An Identity of White and Crimson

1 0 0
                                    


"The perception of beauty is a moral test." - Henry David Thoreau

It took another two days to travel back through the woods. In that time, she had not uttered a word to herself as she made her way as quietly as she could back to Muri. On the way, she had stopped at  a small settlement that had been off the path she and Fabian had taken. It was called Ceartas, and there Reyna had bought supplies and made a rough plan in her head.

It wasn't enough to kill the Prince - not when she would be branded the Monster and him as a noble hero. He would still get away with what he had done and she decided she couldn't let that happen. So here was the task of exposing him as the murderer of these girls. In Ceartas, she had visited a Cosmetician's, keeping her eyes averted the whole time so she wouldn't be recognised. With Fabian's coin, her hair had been dyed a white blonde, so unlike her natural hair colour she hoped it would keep her from recognition a little longer. She had sent Fabian a letter while she was there, a quick scribble telling him she was okay. 

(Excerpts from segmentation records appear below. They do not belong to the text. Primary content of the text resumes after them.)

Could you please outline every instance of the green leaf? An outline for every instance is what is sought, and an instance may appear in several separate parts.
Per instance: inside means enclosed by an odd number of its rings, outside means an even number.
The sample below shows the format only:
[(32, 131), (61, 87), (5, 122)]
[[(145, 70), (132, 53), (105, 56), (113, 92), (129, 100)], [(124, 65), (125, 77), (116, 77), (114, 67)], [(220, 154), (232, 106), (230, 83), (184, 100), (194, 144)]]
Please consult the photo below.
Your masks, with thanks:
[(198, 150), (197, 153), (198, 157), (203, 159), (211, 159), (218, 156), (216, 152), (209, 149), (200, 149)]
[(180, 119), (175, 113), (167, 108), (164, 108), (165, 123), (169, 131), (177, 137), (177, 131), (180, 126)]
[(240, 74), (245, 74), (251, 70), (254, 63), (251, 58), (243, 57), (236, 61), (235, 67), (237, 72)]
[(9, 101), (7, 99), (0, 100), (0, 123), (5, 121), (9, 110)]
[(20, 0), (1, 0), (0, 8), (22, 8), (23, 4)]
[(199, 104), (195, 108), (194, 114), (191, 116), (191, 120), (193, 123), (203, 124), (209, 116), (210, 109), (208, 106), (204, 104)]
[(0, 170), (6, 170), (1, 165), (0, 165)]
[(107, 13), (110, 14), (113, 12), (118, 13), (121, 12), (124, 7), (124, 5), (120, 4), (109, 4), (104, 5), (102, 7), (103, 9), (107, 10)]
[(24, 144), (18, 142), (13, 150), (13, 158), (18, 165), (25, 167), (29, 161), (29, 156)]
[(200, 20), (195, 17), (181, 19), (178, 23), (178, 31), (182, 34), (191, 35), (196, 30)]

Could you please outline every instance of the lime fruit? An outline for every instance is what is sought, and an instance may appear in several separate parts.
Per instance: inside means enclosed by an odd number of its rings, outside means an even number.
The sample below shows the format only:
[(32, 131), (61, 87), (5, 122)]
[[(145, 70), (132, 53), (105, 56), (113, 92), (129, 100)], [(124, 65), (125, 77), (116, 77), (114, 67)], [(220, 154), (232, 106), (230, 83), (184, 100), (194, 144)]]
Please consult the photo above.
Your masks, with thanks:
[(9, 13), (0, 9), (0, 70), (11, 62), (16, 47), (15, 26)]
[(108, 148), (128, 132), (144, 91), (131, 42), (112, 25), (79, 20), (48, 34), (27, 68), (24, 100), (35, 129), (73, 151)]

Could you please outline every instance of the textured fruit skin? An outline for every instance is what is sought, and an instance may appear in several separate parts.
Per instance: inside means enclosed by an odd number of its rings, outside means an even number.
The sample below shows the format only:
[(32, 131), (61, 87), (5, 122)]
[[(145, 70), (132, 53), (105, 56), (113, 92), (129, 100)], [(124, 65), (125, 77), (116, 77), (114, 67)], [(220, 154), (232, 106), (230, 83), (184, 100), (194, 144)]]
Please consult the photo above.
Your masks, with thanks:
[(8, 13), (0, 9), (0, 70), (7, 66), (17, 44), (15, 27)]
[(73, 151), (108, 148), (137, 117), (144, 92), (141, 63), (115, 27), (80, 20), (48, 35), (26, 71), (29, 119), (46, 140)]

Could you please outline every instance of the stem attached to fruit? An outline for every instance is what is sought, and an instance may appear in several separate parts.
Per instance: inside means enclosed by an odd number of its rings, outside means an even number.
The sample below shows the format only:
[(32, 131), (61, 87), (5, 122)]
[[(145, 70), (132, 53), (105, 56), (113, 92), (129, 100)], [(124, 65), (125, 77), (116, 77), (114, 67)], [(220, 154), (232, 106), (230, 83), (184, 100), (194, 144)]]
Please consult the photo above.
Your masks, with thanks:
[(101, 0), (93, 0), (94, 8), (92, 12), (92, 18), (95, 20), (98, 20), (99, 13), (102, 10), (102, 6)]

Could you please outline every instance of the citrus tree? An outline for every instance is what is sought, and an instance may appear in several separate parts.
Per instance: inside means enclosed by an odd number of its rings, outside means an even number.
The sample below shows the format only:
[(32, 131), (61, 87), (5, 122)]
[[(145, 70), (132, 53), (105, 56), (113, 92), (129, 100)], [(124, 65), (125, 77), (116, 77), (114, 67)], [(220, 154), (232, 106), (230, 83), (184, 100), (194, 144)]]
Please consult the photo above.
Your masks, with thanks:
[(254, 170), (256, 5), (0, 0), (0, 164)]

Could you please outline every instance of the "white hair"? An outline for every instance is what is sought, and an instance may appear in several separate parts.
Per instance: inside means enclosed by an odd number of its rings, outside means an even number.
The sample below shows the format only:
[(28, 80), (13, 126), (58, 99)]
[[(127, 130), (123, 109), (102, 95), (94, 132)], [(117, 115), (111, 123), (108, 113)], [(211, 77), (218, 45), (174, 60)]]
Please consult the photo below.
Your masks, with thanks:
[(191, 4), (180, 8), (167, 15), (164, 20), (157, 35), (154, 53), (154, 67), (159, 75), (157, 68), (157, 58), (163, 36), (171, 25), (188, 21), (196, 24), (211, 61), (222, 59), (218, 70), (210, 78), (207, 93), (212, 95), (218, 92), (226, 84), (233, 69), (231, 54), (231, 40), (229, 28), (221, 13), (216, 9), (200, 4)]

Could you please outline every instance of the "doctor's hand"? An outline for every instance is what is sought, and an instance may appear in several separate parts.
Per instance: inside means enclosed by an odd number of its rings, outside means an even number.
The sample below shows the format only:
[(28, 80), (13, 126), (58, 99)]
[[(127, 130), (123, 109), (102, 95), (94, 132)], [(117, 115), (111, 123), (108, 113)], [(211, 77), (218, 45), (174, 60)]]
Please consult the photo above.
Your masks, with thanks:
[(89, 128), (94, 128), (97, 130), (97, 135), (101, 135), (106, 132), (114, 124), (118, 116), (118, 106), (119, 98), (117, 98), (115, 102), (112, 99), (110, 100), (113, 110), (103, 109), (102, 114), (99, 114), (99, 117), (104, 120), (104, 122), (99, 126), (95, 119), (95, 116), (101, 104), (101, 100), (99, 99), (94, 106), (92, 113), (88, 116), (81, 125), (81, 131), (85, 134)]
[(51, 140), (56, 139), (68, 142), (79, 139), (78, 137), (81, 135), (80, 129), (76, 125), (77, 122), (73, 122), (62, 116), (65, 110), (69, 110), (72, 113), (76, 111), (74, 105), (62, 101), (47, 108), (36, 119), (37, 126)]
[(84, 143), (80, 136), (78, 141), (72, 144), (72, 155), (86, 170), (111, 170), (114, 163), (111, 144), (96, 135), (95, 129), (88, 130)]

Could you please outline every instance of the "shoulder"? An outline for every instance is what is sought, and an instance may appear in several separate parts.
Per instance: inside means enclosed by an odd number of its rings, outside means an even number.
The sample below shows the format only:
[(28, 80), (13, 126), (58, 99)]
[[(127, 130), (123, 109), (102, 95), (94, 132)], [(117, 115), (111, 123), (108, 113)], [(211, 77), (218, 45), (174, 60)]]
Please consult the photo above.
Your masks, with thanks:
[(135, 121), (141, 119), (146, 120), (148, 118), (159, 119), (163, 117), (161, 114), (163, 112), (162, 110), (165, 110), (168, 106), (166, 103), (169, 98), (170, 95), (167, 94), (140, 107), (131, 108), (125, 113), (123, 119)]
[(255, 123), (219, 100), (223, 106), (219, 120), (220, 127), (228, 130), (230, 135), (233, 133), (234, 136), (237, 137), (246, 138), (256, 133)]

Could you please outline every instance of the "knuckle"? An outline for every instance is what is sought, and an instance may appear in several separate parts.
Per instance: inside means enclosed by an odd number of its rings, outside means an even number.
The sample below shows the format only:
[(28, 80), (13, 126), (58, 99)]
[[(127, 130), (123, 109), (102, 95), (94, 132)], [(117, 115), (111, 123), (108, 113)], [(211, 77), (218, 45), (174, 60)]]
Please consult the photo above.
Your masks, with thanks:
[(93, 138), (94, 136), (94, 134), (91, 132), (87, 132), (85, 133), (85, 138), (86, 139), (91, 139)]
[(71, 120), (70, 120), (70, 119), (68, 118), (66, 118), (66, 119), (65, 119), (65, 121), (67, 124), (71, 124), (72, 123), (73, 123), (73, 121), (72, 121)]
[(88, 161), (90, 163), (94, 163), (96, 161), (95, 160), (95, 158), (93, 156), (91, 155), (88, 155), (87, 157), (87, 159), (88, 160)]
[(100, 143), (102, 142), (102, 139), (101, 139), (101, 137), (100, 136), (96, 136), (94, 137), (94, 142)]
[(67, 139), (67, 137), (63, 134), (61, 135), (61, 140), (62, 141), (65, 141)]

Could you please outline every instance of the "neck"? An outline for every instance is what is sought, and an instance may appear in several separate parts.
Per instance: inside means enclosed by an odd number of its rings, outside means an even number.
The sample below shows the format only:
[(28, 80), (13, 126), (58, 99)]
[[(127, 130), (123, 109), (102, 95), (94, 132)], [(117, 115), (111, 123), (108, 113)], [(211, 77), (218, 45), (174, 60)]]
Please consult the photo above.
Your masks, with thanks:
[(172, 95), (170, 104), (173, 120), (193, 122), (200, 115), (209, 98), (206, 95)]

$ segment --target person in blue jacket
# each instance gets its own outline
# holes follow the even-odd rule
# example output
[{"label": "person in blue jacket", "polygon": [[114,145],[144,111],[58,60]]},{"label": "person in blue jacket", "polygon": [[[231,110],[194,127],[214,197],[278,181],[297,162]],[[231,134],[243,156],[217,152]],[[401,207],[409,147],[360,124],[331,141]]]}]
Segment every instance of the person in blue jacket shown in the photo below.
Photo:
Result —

With some new clothes she had bought - replacing her old dirty ones - she had joined a more busy path to Muiri that consisted of vendors, wagons and travellers all on their way to the capital city. Reyna brushed down her crimson skirt which matched her cloak and avoided eye contact. It had been a bold choice, the skirt, cloak and bodice a stunning shade of blood but Reyna was conforming to hiding in plain sight. So she ambled her way down the road, the dirt scuffing her brand new boots and kept walking until the city was visible in the distance. It was still a couple hours off at most - and once she was at the entrance, she would have no choice but to be examined more thoroughly and executed soon thereafter. Reyna had to find another way in and she glanced to the city walls that were no doubt patrolled by guards.

She sighed deeply, pinching her nose as a horse trotted past, stinking of hay and sweat. The summer sun was as sweltering as ever, even more so out in the country and not the comforts of a palace and with all these other travellers as hot and dirty as her, together they had created a particularly awful reek. Reyna continued to watch the horse amble past, driving a cart loaded with hay and wheat. Her eyes snagged on that, those piles of hay that reached far past its borders, tufts falling out as it carried on. Surely, it wouldn't be too hard to hide in? As Reyna considered it, she felt another pair of eyes on her and unflinchingly met them. 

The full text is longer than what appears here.